For beverage companies, the takeaway is clear: deep collaboration with an aluminum packaging partner can simultaneously move the carbon needle, drive brand value, and sustain supply chain reliability.

Global recycling reality: aluminum’s economic engine

Recycling performance drives aluminum’s lifecycle advantage. Ball’s sustainability reporting and public sources (RESEARCH-BALL-001) show:

  • United States: aluminum can recycling rate ~75% vs PET bottles ~29% vs glass ~31%.
  • European Union: aluminum ~82% (Germany ~98% with strong deposit systems), PET ~48%, glass ~76%.
  • Japan: aluminum ~93%, PET ~88% (unique high performance), glass varies.
  • Brazil: aluminum ~97%—the highest globally—driven by strong economic incentives and an active informal recycling network.
  • Economics: scrap aluminum ~$1,400/ton vs PET ~ $300/ton vs glass ~ $50/ton—aluminum’s value is 4.7× PET and 28× glass.
  • Loop speed: aluminum ~60-day “can-to-can” cycle; PET often ~6–9 months due to sorting complexity and downcycling constraints.

Ball Corporation’s aluminum packaging leadership leverages these fundamentals: cans are truly closed-loop, retain material quality across infinite cycles, and generate enough end-of-life value to keep recovery systems economically active.

Controversy and context: aluminum is not “always greener”—recycling rates matter

It’s important to acknowledge the limits and trade-offs (CONT-BALL-001). Primary aluminum production is energy intensive, with ~12 tCO2 per ton and environmental impacts from bauxite mining. If a region’s can recycling rate is low, lifecycle emissions can rise enough that PET looks better on a single-pass basis.

  • High-recycling scenarios (e.g., US 75%): aluminum can ~15 kg CO2 per 1,000 units vs PET ~39 kg—aluminum clearly lower.
  • Low-recycling scenarios (e.g., hypothetical market at ~25%): aluminum can footprint can rise—some studies indicate aluminum could exceed PET by ~40% if primary aluminum dominates the mix and end-of-life value is not captured.

Ball’s response is threefold: boost recycled content (already ~90% with plans to approach 100%), advocate and enable deposit-return systems that raise recovery rates, and increase renewable energy usage across plants (with targets toward 100% in the coming years). The core principle: aluminum’s environmental superiority depends on robust recycling. As a beverage packaging partner, Ball Corporation engages brands and policymakers to elevate recovery infrastructure and deliver closed-loop results.

Fit-for-purpose packaging: where aluminum cans win—and where PET might be chosen

  • Best fit for aluminum cans: premium soft drinks, energy beverages, beer, RTDs, and sustainability-forward brands in markets with >60% can recycling. Benefits include strong shelf impact via 360° printing, excellent light/oxygen barriers, and a longer carbonation life (up to ~360 days vs typical PET ~180 days).
  • Best fit for PET: lower-priced SKUs, very large formats, and geographies with weak can recovery (<30%), pending investment in deposit systems or curbside performance.

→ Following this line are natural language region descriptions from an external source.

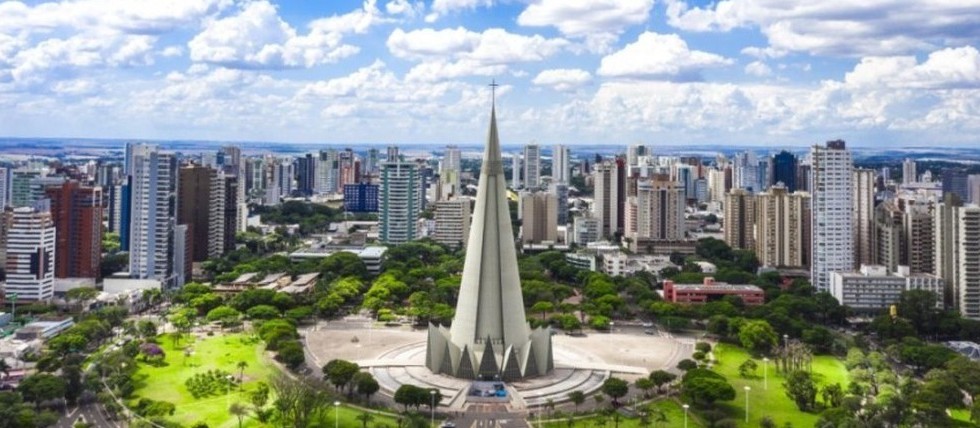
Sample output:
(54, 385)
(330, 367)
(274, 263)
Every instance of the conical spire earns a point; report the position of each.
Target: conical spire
(490, 324)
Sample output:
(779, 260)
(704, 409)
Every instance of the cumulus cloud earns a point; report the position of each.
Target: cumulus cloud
(258, 38)
(758, 69)
(839, 27)
(563, 79)
(600, 22)
(451, 53)
(659, 57)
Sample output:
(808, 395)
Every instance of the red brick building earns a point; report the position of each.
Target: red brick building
(710, 290)
(77, 214)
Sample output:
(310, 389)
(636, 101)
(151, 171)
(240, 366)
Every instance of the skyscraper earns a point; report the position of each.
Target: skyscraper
(909, 173)
(560, 166)
(784, 170)
(153, 215)
(539, 222)
(863, 201)
(832, 212)
(532, 166)
(452, 220)
(740, 219)
(398, 202)
(30, 263)
(781, 227)
(605, 206)
(490, 337)
(76, 212)
(201, 205)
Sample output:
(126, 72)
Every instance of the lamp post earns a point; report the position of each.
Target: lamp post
(432, 408)
(765, 373)
(747, 389)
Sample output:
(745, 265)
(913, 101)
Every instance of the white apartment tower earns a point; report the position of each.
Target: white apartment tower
(560, 164)
(832, 213)
(909, 172)
(398, 202)
(532, 166)
(452, 220)
(153, 215)
(863, 201)
(30, 255)
(605, 207)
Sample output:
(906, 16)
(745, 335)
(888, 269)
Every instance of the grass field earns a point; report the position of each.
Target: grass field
(221, 352)
(771, 401)
(672, 410)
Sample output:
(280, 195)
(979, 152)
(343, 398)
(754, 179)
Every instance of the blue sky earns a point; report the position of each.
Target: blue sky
(750, 72)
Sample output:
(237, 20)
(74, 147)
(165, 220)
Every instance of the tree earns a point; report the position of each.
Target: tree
(833, 395)
(239, 411)
(615, 388)
(747, 368)
(366, 385)
(340, 373)
(801, 389)
(41, 387)
(661, 378)
(757, 335)
(577, 398)
(225, 315)
(644, 384)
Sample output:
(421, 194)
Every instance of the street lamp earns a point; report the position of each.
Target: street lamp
(765, 373)
(747, 389)
(432, 408)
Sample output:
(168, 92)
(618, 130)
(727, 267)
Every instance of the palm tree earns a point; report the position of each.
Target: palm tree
(239, 411)
(241, 372)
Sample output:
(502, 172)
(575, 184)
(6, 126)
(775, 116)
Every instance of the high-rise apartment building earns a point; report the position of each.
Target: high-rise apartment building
(30, 263)
(561, 167)
(532, 166)
(659, 210)
(398, 202)
(452, 220)
(153, 215)
(832, 212)
(909, 173)
(862, 201)
(76, 211)
(782, 221)
(784, 170)
(740, 219)
(201, 205)
(605, 207)
(968, 261)
(539, 219)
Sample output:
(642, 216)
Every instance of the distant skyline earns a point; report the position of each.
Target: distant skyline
(785, 73)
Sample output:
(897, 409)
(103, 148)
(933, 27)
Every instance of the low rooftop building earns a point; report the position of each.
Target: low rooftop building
(711, 290)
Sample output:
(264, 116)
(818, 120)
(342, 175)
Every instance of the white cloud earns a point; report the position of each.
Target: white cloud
(758, 69)
(943, 69)
(600, 22)
(257, 37)
(452, 53)
(659, 57)
(444, 7)
(839, 27)
(563, 79)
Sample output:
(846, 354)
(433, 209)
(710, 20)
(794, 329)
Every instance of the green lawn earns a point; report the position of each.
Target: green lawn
(771, 401)
(219, 352)
(672, 410)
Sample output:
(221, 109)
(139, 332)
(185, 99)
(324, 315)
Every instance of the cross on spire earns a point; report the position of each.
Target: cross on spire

Financing the transition: some beverage startups and mid-size bottlers explore a business loan or business credit card to fund line changes, deposit program compliance, and can artwork/tooling. A phased approach—piloting select SKUs, capturing data on sales lift and recycling credits, and scaling capacity with a proven aluminum packaging partner—can reduce risk while unlocking brand and carbon benefits.

Design innovation: turning cans into brand experiences

Beyond commodity packaging, brand differentiation is increasingly crucial. Ball Corporation’s aluminum packaging leadership spans advanced shaping and tactile finishes that turn cans into experiences. The Monster Energy claw-shaped can (CASE-BALL-002) demonstrates this:

  • Deep drawing in three progressive stages, achieving ~15 cm depth and ±0.05 mm tooling precision.
  • Structural performance: sculpted panels retained >90 psi resistance for logistics robustness.
  • Print adaptation: flexible inks and dynamic impression control to maintain color fidelity on complex geometry.
  • Commercial impact: ~35% sales uplift for the sculpted SKU, ~1.2B social impressions, and industry awards for packaging innovation.

The lesson: when packaging amplifies brand identity, beverage companies see outsized returns—especially when paired with the sustainability halo of high-recycled-content aluminum cans.

Operational excellence: speed, quality, and sustainability in one system

Ball Corporation’s beverage packaging partner model unifies engineering, supply chain, and sustainability:

  • Speed-to-market: custom can programs in ~6 months vs the 12-month industry norm.
  • Proximity: co-locating or satellite can plants near fillers to lower transport emissions and inventory risk.
  • QA collaboration: brand QC teams on-site, integrated data flows, and automated rejection-to-remelt loops.
  • Energy and water: rising renewable energy shares and high water recirculation rates drive operational footprints downward.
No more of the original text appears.